À l'intérieur, la première chose qui me frappa fut l'intense odeur de renfermé. Personne n'avait dû entrer depuis au moins trente ans. Je savais pourtant que la maison était habitée, mais je n'éprouvais aucune gêne à y entrer sans y avoir été invitée, comme si je visitais un musée. De vieux parfums de bois verni et de tapis poussiéreux se mêlaient à l'air, qui semblait fort différent de l'air que j'avais respiré dehors, quelques secondes auparavant. J'étais comme entrée dans une bulle d'un autre âge. Je levai les yeux vers une petite pendule sur le mur, près de la porte par laquelle j'étais arrivée : quatre heures et demie. C'était l'heure à laquelle j'avais quitté l'école, mais vingt bonnes minutes avaient dû s'écouler depuis. C'était aussi l'heure du goûter, ce qui me rappela soudain que j'avais très faim. J'ouvris sans bruit plusieurs placards de ce qui avait tout l'air d'être la cuisine, mais ne trouvai rien d'autre que de vieilles casseroles bosselées et un carré de chocolat aussi dur et gris qu'un caillou.

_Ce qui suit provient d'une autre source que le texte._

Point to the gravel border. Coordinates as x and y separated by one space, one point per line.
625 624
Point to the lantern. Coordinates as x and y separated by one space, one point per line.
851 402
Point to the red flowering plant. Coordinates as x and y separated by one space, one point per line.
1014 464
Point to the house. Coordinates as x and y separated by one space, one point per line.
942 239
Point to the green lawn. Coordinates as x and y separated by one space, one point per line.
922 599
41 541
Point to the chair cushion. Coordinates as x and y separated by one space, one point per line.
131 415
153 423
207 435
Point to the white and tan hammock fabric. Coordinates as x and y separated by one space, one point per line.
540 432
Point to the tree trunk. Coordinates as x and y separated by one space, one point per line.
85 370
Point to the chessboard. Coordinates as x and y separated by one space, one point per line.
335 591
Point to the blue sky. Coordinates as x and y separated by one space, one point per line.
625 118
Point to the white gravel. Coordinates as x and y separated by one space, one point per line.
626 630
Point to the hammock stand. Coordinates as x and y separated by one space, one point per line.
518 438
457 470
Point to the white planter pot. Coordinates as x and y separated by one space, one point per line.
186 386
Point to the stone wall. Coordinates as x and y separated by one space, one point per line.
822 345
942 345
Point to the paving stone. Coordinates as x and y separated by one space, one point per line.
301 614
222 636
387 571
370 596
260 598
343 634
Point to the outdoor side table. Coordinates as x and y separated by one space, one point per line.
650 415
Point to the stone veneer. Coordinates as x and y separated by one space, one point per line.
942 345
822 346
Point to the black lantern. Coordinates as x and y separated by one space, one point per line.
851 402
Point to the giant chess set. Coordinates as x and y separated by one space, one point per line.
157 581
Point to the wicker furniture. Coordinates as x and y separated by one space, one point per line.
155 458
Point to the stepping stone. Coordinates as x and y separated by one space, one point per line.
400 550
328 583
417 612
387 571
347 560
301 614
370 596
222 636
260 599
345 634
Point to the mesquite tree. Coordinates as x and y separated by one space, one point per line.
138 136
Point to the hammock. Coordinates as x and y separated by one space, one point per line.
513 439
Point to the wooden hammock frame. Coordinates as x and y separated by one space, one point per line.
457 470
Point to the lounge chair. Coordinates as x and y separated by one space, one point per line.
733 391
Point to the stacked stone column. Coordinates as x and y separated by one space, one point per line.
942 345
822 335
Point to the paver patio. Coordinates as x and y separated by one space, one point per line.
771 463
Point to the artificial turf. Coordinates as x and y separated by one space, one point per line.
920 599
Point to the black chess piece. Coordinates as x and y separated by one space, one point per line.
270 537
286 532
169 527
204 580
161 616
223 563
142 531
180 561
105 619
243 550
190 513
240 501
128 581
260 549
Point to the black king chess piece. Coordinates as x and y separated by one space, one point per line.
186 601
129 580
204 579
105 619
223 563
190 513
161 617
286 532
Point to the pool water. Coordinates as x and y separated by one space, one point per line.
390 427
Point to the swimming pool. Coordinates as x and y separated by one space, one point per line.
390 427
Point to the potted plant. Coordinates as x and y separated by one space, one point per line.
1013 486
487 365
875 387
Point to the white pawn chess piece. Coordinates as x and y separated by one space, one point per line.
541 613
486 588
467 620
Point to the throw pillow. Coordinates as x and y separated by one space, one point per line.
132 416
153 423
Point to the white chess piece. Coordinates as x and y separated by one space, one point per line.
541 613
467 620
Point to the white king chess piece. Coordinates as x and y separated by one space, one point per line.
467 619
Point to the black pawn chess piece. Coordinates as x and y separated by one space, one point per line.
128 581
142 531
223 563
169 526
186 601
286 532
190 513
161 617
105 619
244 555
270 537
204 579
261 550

Bredouille, je passai dans le couloir d'entrée où reposaient, sur le portemanteau, au pied de l'escalier, deux redingotes rongées par les mites, et qui paraissaient destinées, non à être portées, mais à faire éternellement partie de ce décor délavé où personne n'était censé se promener. Dans l'embrasure d'une porte, je remarquai une haute comtoise de hêtre sombre, au salon, qui indiquait également quatre heures et demie. Discrètement, je passai dans le salon, sans vraiment m'étonner de n'avoir encore rencontré personne. Les murs, tapissés de motifs floraux déteints, étaient ornés d'étagères peuplées de bibelots somnolents, qui me regardaient avec l'insistance des momies. Sur la grande table vide, un vase décoré d'une mosaïque (un peu écaillée) représentant deux cygnes face-à-face contenait encore les restes d'un bouquet de fleurs qui devait être fané depuis vingt ans au moins. Je me laissai flotter quelques instants dans la pièce, mes yeux sautillant entre les verres à bière à visage humain et les petites caravelles dans leurs bouteilles qui, nappées d'une couche de poussière blanchâtre, semblaient envelopper leurs frêles vaisseaux d'une minuscule bulle de brouillard. Puis j'entendis derrière moi un bruit sourd, comme une espèce de ronflement.
Je me retournai : près de la fenêtre, une silhouette, allongée dans un fauteuil à bascule, les mains enfoncées dans les plis de sa longue robe de chambre semée d'arabesques à demi effacées, son ample pantalon à carreaux noyant presque ses chaussons décousus, sommeillait, un large chapeau de paille sur le visage. C'était lui, bien entendu. Je sais que j'aurais dû tourner les talons, sortir sur la pointe des pieds, et retourner vivre ma vie dehors comme si de rien n'était. Je sais bien que certains placards devraient toujours rester fermés. Je n'ai pas pu m'empêcher d'ouvrir celui-là.
Retenant mon souffle, je soulevai doucement le chapeau. J'ai d'abord cru qu'il s'agissait d'un masque, d'une farce lugubre que quelqu'un d'autre, caché ailleurs dans la pièce, était en train de me jouer et, saisie, je laissai retomber le chapeau et m'écartai. Lentement, je fis le tour du fauteuil, comme d'un lion endormi. Puis, reprenant mes esprits, je le soulevai une seconde fois, pour revoir les dents crispées, les orbites béantes, le dôme poli et blanchâtre. Le crâne était lisse et propre, mais d'une couleur passée, comme sculpté dans le sable. Il n'était pas vraiment effrayant, au contraire, son front paisible avait même un côté rassurant. D'une main tremblante, j'effleurai sa robe de chambre. A travers le tissu fin, je sentis les côtes.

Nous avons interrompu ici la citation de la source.